22nd August 2010

Last updated: 20 August 2010

A recent study by scientists in Cardiff, working as part of an international team, has linked the process of cell division with the way cells acquire their different characteristics. Cells, the basic units of life, have been studied for centuries, and it's understood that cells divide many times over to produce complex living organisms. This "cell cycle" has a built in system to check that when a cell divides, it has an exact copy of its genes. If this this process breaks down that cancer cells can form. The recent study paves the way for a greater understanding of how cells work, and also how things can go wrong. Professor Jim Murray head of the new Molecular Biosciences Research Division at Cardiff University's School of Biosciences joins Adam Walton to explain the work, which was published in the journal Nature

Down the centuries Britain has been at the forefront of scientific and technical innovation.
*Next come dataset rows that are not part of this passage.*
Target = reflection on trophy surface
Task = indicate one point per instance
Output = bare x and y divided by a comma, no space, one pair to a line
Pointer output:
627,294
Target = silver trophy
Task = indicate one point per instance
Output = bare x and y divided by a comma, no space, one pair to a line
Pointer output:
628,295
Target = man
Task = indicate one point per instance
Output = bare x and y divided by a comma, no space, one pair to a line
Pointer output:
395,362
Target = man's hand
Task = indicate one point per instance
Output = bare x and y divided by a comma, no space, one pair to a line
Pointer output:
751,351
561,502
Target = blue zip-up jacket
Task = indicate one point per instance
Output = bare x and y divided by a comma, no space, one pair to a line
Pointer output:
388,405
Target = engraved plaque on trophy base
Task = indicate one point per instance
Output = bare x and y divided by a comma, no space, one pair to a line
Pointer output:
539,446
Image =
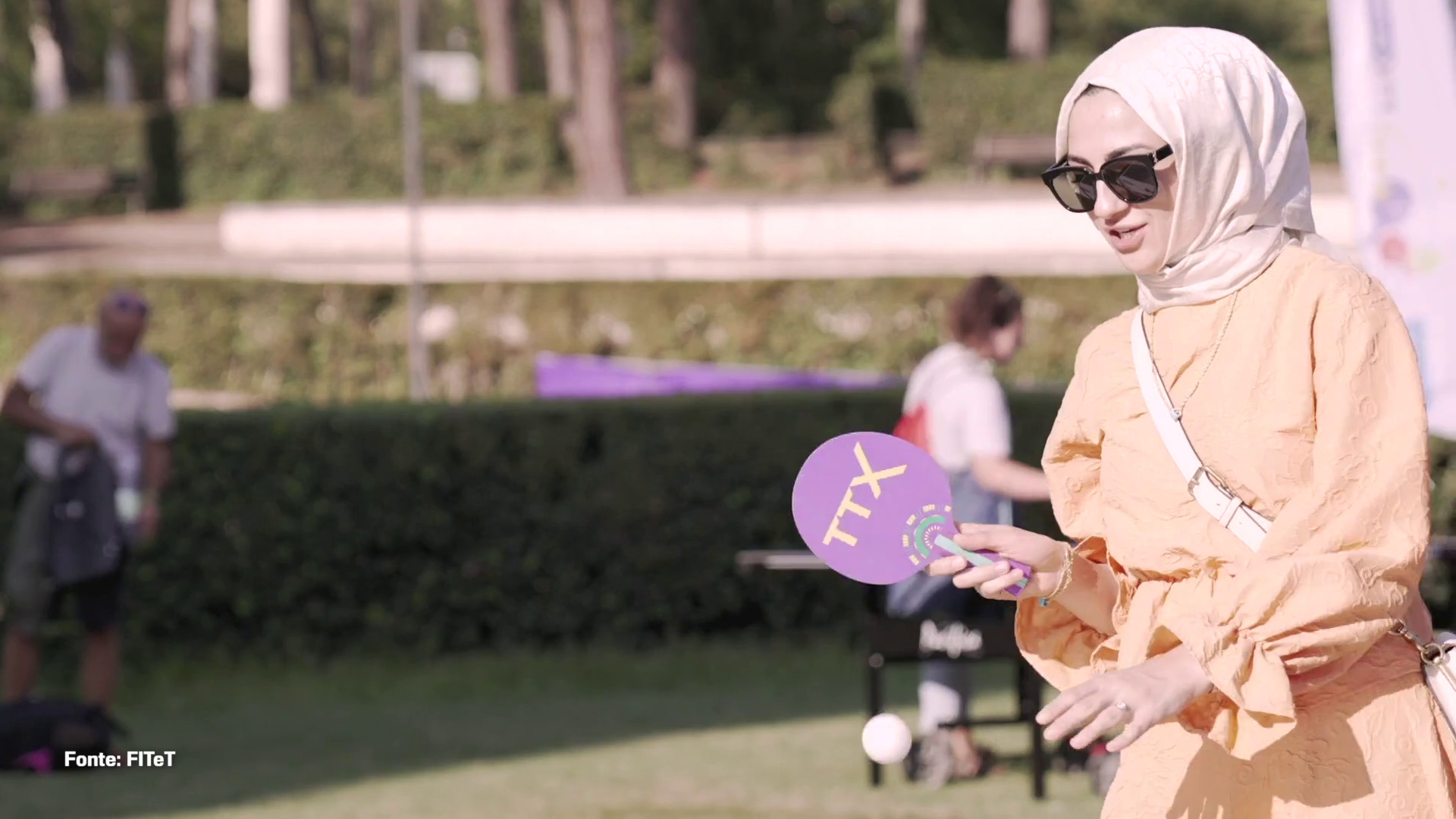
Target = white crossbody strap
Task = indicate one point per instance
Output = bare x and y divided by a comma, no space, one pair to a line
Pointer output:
1206,487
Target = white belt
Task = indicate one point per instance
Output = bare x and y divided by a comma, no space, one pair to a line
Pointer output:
1204,485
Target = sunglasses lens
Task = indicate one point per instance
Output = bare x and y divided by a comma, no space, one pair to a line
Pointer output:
1075,188
1131,181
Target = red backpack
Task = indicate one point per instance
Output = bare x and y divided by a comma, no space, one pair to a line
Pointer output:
915,428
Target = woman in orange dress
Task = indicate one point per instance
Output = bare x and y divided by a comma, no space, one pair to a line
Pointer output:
1247,682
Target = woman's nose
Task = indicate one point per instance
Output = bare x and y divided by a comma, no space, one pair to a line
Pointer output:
1107,203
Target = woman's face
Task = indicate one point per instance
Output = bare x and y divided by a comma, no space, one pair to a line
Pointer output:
1103,127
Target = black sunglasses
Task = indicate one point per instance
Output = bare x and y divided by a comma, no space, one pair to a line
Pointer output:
1130,178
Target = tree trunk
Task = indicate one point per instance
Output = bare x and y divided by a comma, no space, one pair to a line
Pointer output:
674,76
560,58
178,49
497,20
268,55
1028,30
121,76
202,58
310,25
910,38
49,39
362,47
599,102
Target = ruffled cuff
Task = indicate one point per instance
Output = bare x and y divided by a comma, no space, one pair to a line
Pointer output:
1065,651
1253,704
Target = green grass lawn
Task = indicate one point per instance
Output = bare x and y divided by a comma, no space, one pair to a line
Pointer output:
693,732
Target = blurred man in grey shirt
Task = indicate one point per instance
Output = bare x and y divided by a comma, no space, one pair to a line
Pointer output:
83,385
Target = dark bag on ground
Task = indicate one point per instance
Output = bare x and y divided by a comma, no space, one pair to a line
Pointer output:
36,733
86,534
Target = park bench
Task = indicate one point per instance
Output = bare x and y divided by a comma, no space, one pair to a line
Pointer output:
896,640
1019,152
899,640
79,184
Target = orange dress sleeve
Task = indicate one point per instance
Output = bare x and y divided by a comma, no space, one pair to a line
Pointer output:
1063,649
1343,558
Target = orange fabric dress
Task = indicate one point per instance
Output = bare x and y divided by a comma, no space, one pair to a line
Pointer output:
1312,411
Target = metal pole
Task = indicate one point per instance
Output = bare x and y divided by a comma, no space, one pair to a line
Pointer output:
408,47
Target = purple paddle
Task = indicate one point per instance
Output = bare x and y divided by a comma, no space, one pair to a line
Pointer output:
877,509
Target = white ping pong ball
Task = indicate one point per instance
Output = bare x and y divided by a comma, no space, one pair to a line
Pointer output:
886,739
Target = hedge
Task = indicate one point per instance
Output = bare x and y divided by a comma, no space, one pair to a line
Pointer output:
331,343
305,532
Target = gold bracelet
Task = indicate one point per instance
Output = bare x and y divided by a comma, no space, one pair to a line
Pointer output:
1063,577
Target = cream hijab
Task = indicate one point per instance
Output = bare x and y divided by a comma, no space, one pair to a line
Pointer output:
1238,134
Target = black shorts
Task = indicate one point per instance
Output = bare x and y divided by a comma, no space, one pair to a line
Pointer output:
98,601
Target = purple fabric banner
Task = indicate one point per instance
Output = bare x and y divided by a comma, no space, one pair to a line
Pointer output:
604,376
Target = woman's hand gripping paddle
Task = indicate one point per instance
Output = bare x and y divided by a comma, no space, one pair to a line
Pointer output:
877,509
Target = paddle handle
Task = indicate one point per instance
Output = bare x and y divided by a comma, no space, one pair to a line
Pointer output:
987,558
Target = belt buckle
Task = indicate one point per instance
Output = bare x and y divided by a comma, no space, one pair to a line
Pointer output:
1213,480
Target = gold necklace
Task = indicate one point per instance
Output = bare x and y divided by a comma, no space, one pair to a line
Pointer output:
1218,343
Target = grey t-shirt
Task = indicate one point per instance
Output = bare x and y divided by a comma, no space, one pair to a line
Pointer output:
126,406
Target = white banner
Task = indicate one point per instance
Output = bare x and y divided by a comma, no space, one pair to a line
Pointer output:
1395,102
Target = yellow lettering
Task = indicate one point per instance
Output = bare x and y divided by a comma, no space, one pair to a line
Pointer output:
836,534
870,475
848,504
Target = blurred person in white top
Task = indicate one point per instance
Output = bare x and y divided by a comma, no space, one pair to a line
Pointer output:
956,410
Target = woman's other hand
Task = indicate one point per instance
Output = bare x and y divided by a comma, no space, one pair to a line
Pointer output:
1046,557
1138,698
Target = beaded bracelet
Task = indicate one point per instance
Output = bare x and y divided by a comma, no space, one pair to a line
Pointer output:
1063,577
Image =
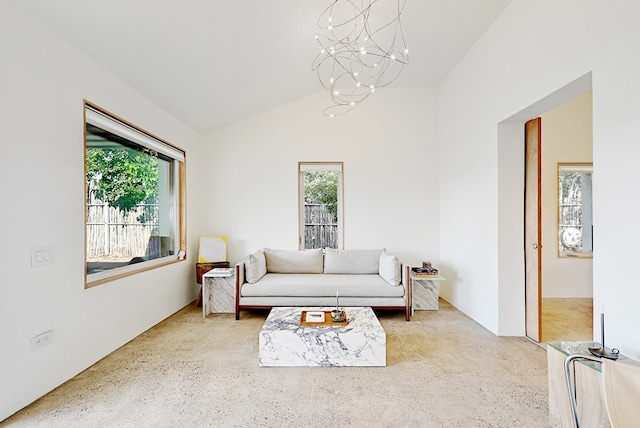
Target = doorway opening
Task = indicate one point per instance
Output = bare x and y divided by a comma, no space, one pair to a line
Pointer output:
565,285
511,209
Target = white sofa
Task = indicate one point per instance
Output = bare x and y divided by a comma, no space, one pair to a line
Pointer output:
372,278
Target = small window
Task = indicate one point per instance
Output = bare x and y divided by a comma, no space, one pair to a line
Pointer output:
320,202
134,198
575,220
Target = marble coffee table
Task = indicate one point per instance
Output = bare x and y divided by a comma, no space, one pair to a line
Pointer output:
284,342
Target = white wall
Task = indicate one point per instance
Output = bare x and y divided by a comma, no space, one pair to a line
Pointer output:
42,85
389,152
567,136
535,57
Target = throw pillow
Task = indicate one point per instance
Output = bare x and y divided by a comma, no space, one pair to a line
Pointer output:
255,267
360,262
390,268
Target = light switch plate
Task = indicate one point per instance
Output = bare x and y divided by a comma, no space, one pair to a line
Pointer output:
41,256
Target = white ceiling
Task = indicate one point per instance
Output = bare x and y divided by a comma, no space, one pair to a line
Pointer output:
212,62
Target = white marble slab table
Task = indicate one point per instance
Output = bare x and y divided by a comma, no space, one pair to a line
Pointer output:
284,342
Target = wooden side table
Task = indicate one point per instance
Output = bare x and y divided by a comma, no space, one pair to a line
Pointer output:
201,269
218,294
425,291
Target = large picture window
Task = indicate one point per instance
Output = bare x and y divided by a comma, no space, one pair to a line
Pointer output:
134,198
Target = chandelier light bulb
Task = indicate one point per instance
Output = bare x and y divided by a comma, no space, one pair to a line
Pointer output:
364,34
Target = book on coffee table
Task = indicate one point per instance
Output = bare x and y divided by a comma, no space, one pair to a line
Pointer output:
317,316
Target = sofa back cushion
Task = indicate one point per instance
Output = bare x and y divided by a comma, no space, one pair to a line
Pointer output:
293,261
363,262
255,267
390,268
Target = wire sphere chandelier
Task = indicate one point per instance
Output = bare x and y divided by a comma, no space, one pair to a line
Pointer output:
362,50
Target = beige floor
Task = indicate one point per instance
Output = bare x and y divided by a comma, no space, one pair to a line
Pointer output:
443,370
567,319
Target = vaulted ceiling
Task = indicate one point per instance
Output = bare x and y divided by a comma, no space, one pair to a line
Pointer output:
212,62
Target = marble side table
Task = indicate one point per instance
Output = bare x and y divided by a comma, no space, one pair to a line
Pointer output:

From the steam locomotive to the invention of television, ingenious ideas have put our scientists at the forefront of a whole range of endeavours. Wales has produced a long list of innovators including an early pioneer of flight, and a key player in the development of RADAR. Now, British brain power in the first decade of the 21st Century is being celebrated in a soon-to-be-opened exhibition by the British Library in London, which who have selected fourteen of the most groundbreaking inventions from the past ten years. Joining the programme is the British Library's resident patent expert Steve Van Dulken and the Welsh inventor of the Mosquito, Howard Stapleton

The mystery of what triggers one of the world's most spectacular migrations is finally being unravelled by scientists after a three year study of the red crabs of Christmas Island . Each year, around November, the crabs travel through the forest to the sea. Tens of millions move through buildings and across roads, urged on by their natural instinct to reach the sea for mating and spawning. Normally the crabs are quite inactive, spending most of their time inside their burrows on the rainforest floor. The details of how they suddenly gain a wild burst of energy, which involves the crabs walking several kilometres over a few days, has remained a mystery until now. Scientists from Bangor and Bristol Universities have been working on a major three year research project to investigate the mechanics of this mass migration, which involves a sudden lifestyle change for the red crabs. The project has identified a specific hormone which plays a crucial part in the annual event. Joining Adam is Professor Simon Webster from Bangor University's School of Biological Sciences.